Et si l'économie faisait gagner François Hollande en 2017 ?

Par Jean-Charles Simon  |   |  1134  mots
François Hollande et Valérie Trierweiler pourraient revivre la soirée du 6 mai 2012 en 2017, grâce à... l'économie. REUTERS Philippe Wojaze
François Hollande, réélu en 2017 ? "Impossible" répondraient une majorité de Français. Notre contributeur, Jean-Charles Simon, vous explique pourquoi cela risque d'arriver...

La cote de popularité de François Hollande, étrillé jusque dans son propre camp, laisse mal augurer de ses chances de réélection en 2017. Il n'y a guère que l'état de dislocation avancée de l'opposition pour trouver un petit coin de ciel bleu dans son horizon politique très gris. Et avec l'épisode syrien, même le théâtre des crises internationales semble le desservir, alors qu'il est souvent favorable aux exécutifs - au moins dans un premier temps.

 Pourtant, en dépit de tous les pronostics qui l'accablent, il conserve une sérieuse chance d'être réélu. D'autant que pour la saisir, ni lui ni sa majorité n'ont quoi que ce soit à entreprendre. Ce qui tombe plutôt bien.

 Deux considérations sous-tendent ce pari audacieux : d'une part, même si rien n'est acquis, il y a statistiquement de bonnes chances que la conjoncture aille en s'améliorant d'ici l'élection ; d'autre part, c'est en fait l'économie qui fait les élections - et pas l'inverse, ce qui prouve là encore que la nature est bien faite.

La reprise est inévitable

Tout d'abord, oui, la reprise est le scénario le plus probable. Parce que la crise a duré longtemps, déjà plus que d'habitude, et que les premiers signes de reprise se confirment en Europe, zone la plus meurtrie par cette récession.
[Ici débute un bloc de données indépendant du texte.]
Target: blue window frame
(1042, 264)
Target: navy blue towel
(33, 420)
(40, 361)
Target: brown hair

N'en déplaise à ceux qui pensent que tout découle de l'action politique, ou aux autres qui pensent que depuis 2008, rien ne sera plus jamais comme avant. Il y a bien et il y a toujours eu des cycles, une alternance de périodes de croissance et de récession. C'est consubstantiel à l'économie de marché. Il y a des phases d'excès d'endettement et d'investissement qui placent l'économie en surrégime, et les reflux qui se produisent quand il est temps de dégriser. Et en dépit des spécificités nationales, la mondialisation favorise l'alignement des cycles, surtout pour une économie de taille moyenne très intégrée à une zone économique plus large comme l'est la France. S'il est besoin de s'en convaincre, notez la remarquable concordance, par exemple, de l'évolution de l'opinion des industriels en France, en Allemagne et dans l'ensemble de l'Union européenne depuis 20 ans.

Grosso modo, quand ça va bien dans une région du monde, c'est à peu près le cas partout en son sein, et vice-versa.

L'isolement d'une économie forte peu probable

Bien sûr, la reprise n'est pas garantie : on peut toujours imaginer que la zone euro explose, que les émergents plongent fortement et durablement, que les États-Unis rechutent à cause des problèmes de debt ceiling ou de la remontée des taux, etc. Mais l'interdépendance des économies est si forte que le décrochage isolé, marqué et durable d'un pays de taille moyenne est improbable sans circonstance très particulière (un plus petit pays, comme la Grèce, pouvant être plus facilement marginalisé).

Ce qui ne signifie pas que sur le long terme tout se passe de la même façon partout. Il y a bien de mauvaises et de bonnes politiques économiques. Mais il est ici question de cycle électoral : autant dire que le long terme, c'est au mieux pour les suivants.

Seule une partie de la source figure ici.